2012 - a crucial year for UK leadership in CCS

2012-04-02 12:34 by Anja Reitz

In the UK the government has spent an abortive four years on a competition for the first commercial scale CCS plant culminating in the cancellation of the chosen project at Longannet power plant. A competition for a further three projects has also been delayed.

Frustrating though that has been for all concerned, at least the government remains committed to undertake four projects and to accelerate the process of project selection.

There are plenty of lessons to be learned from the first competition and there is a commitment not to repeat the errors made. In addition, all the information generated in the engineering studies is being made available in a knowledge sharing exercise for the benefit of the industry.

At an “Industry Day” on 16th December the DECC Office for CCS laid out plans for the UK CCS programme starting with four initial projects. These projects will be supported by a combination of the £1bn previously earmarked for Longannet together with support from the UK Electricity Market Reform (EMR) through Contract for Difference Feed-in-Tariffs (CfD FiTs). They may also benefit from EU support under the NER 300 programme.

The projects will be regarded as forming a foundation for the future roll-out of CCS in the UK and will be selected partly on the contribution that they will make towards that aim.
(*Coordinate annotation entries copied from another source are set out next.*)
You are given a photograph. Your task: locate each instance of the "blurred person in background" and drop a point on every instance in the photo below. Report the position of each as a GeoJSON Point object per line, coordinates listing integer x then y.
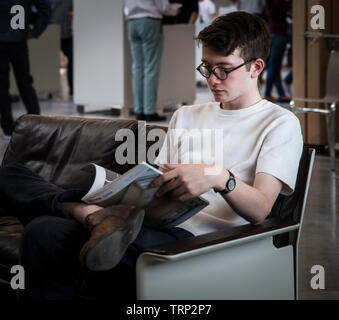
{"type": "Point", "coordinates": [62, 14]}
{"type": "Point", "coordinates": [144, 20]}
{"type": "Point", "coordinates": [188, 12]}
{"type": "Point", "coordinates": [277, 12]}
{"type": "Point", "coordinates": [18, 23]}
{"type": "Point", "coordinates": [207, 11]}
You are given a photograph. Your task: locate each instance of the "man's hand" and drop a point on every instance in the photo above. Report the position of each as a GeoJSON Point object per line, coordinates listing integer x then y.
{"type": "Point", "coordinates": [186, 181]}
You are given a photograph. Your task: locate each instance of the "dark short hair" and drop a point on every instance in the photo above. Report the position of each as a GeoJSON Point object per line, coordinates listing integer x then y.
{"type": "Point", "coordinates": [235, 30]}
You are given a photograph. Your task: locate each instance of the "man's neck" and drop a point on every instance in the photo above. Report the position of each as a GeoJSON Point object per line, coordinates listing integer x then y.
{"type": "Point", "coordinates": [241, 102]}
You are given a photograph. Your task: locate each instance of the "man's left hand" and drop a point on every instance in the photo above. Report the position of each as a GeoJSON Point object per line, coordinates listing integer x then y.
{"type": "Point", "coordinates": [186, 181]}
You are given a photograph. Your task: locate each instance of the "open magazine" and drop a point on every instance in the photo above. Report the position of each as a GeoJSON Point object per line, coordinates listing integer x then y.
{"type": "Point", "coordinates": [133, 188]}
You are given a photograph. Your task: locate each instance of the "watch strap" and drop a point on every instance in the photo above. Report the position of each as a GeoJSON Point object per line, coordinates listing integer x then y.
{"type": "Point", "coordinates": [226, 190]}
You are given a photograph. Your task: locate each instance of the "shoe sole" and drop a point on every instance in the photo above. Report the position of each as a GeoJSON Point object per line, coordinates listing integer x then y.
{"type": "Point", "coordinates": [108, 252]}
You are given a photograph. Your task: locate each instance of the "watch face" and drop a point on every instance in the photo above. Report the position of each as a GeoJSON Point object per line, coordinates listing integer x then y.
{"type": "Point", "coordinates": [231, 185]}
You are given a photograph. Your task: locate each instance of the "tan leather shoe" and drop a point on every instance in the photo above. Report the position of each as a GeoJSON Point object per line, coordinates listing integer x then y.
{"type": "Point", "coordinates": [112, 230]}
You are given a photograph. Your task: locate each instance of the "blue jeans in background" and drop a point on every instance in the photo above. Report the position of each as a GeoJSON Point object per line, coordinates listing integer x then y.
{"type": "Point", "coordinates": [146, 41]}
{"type": "Point", "coordinates": [278, 47]}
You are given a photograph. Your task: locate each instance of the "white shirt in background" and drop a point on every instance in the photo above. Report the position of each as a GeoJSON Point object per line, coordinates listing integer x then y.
{"type": "Point", "coordinates": [206, 10]}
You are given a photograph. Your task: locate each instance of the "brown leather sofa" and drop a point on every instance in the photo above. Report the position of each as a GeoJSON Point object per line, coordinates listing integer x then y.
{"type": "Point", "coordinates": [57, 147]}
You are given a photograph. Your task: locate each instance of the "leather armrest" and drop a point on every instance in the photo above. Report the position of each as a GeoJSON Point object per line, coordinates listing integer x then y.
{"type": "Point", "coordinates": [273, 226]}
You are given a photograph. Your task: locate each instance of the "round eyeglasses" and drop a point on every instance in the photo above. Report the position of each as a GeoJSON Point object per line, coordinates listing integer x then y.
{"type": "Point", "coordinates": [219, 72]}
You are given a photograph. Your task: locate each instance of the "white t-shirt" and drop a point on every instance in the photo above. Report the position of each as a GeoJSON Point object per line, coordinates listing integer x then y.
{"type": "Point", "coordinates": [261, 138]}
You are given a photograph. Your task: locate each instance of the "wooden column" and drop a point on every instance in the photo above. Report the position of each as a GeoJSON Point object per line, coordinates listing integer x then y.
{"type": "Point", "coordinates": [310, 63]}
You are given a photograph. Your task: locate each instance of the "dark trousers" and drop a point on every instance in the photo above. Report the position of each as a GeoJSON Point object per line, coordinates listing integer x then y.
{"type": "Point", "coordinates": [67, 49]}
{"type": "Point", "coordinates": [16, 54]}
{"type": "Point", "coordinates": [52, 240]}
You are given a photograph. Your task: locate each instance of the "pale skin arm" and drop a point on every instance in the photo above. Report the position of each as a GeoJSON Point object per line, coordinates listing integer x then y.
{"type": "Point", "coordinates": [253, 203]}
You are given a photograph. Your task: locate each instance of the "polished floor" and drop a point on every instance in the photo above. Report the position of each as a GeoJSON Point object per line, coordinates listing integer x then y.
{"type": "Point", "coordinates": [319, 242]}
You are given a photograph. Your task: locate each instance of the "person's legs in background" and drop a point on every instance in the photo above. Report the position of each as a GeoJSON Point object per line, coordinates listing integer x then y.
{"type": "Point", "coordinates": [137, 67]}
{"type": "Point", "coordinates": [274, 67]}
{"type": "Point", "coordinates": [7, 122]}
{"type": "Point", "coordinates": [19, 59]}
{"type": "Point", "coordinates": [67, 49]}
{"type": "Point", "coordinates": [152, 36]}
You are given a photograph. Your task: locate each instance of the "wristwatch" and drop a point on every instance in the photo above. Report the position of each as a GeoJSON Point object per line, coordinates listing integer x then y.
{"type": "Point", "coordinates": [230, 185]}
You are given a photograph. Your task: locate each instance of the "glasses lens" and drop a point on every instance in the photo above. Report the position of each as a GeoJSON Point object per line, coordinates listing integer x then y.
{"type": "Point", "coordinates": [220, 73]}
{"type": "Point", "coordinates": [204, 71]}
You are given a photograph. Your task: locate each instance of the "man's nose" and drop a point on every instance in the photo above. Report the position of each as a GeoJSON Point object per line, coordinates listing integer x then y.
{"type": "Point", "coordinates": [213, 79]}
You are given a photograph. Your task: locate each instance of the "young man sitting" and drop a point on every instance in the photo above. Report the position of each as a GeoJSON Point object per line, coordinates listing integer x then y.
{"type": "Point", "coordinates": [259, 146]}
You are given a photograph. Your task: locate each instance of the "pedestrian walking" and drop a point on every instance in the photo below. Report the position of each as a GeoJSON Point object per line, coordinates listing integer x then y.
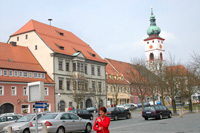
{"type": "Point", "coordinates": [102, 123]}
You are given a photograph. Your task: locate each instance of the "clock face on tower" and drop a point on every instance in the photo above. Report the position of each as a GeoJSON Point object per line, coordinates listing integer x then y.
{"type": "Point", "coordinates": [150, 47]}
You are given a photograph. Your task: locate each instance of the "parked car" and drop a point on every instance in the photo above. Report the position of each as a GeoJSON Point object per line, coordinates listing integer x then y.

There will be an initial discussion period of two months with potential developers prior to a formal call for proposals.

In this paper I set out some of the imperatives that need to be addressed to get these initial projects established and progress to full CCS deployment.

In 2008, the UK committed to a legally binding national target of an 80% reduction in greenhouse gas emissions by 2050. The Committee on Climate Change (CCC) has recommended as a necessary milestone the almost complete decarbonisation of the power sector by 2030. In a recent report prepared by the Carbon Capture and Storage Association (A Strategy for CCS in the UK and Beyond) we concluded that this will necessitate at least 20 to 30 GW of installed capacity of fossil fuel power plant fitted with CCS by 2030.

Decarbonisation of the power sector relying solely on inflexible nuclear and intermittent renewable energy sources is not realistic. A good proportion of complementary, reliable and flexible power generated by fossil fuel will be the key to security of supply and grid functionality and that fossil plant will need to be equipped with CCS.

The cost of generation must always be a leading factor in a market-based energy supply regime, particularly in tough economic times. From that point of view, figures published by the Committee for Climate Change and others demonstrate CCS to be highly cost-effective compared with other low-carbon technologies. The cost of CCS is very project specific and, although pilot projects and desk studies have been carried out and experience of the plant for capture, transport and storage chain exist at commercial scale, we have yet to get hands-on design, build and operational experience of full chain CCS projects on power plant. The sooner we get some momentum behind building the first CCS plants, the faster the process of technology optimisation and cost reduction can take place.